We can also produce computers that embody quite a fair amount of the processing that occurs in the human mind, but we are still stymied by the vast ability of the mind to learn and produce knowledge and know-how itself.
Part of our lack of progress on the learning front is the simple fact that much of the demand for intelligent machines has been simply to replace humans for relatively mindless and rote activities. In other words, a focus on the economics of predictable production rather than creative and intuitive activities.
I would like to propose the overall sequence for a path forward towards intelligent machines. I call it the agent learning loop:
  1. We (humans) program an agent or collection of agents with some "basic" intelligence (knowledge and pattern recognition abilities.)
  2. We (humans) program those agents with the "basic" ability to "learn."
  3. We (humans) also program those agents with the ability to communicate their knowledge and learnings with other agents, as well as to simply be able to observe the activity of other agents and learn from their successes and failures.
  4. We (humans) program those agents with the ability to create new intelligent agents with comparable abilities of intelligence and abilities to learn. These agents are then able to learn and "know" incrementally more than us, their creators.

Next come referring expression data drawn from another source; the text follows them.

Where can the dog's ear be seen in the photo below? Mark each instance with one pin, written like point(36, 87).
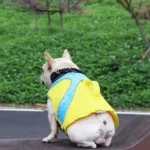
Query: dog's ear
point(66, 54)
point(48, 59)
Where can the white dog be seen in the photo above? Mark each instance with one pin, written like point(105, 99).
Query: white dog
point(96, 128)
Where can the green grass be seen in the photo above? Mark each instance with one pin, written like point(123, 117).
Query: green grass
point(104, 42)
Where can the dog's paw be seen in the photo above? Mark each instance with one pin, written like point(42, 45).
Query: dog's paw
point(49, 139)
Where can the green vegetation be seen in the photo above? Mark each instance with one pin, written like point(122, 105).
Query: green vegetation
point(104, 42)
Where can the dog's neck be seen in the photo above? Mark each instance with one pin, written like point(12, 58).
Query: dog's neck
point(59, 73)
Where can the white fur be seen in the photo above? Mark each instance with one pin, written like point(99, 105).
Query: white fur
point(90, 131)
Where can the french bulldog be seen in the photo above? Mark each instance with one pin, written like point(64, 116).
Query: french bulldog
point(75, 104)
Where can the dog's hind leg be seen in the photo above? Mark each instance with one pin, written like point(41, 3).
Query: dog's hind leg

  5. These agents then create new agents, incrementally more intelligent than themselves, and the "loop" is repeated at step #1.
The theory is that each iteration of the loop incrementally increases the intelligence of the agents.
One key here is that multiple agents are needed at each step and that delegation, collaboration, and competition are critical factors in learning.
There is also a significant degree of Darwinian evolution in play here as well. True learning involves the taking of some degree of risk, such as with intuitive leaps, and sometimes even random selection when alternatives seem comparable in value, or even random selection on occasion when the choice might seem purely "rational." With a single agent risk is risky, but with multiple agents alternatives can be exploited in parallel. Agents that learn poorly or incorrectly will be at a disadvantage in the next generation and likely die off, although in some cases short-term "poor" behavior can sometimes flip over in future generations to have unexpected value as the environment itself evolves.
Communications between agents is critical, as is the ability to learn from failures. In fact, agents may "learn" to seek failure as a faster path to "successful" knowledge.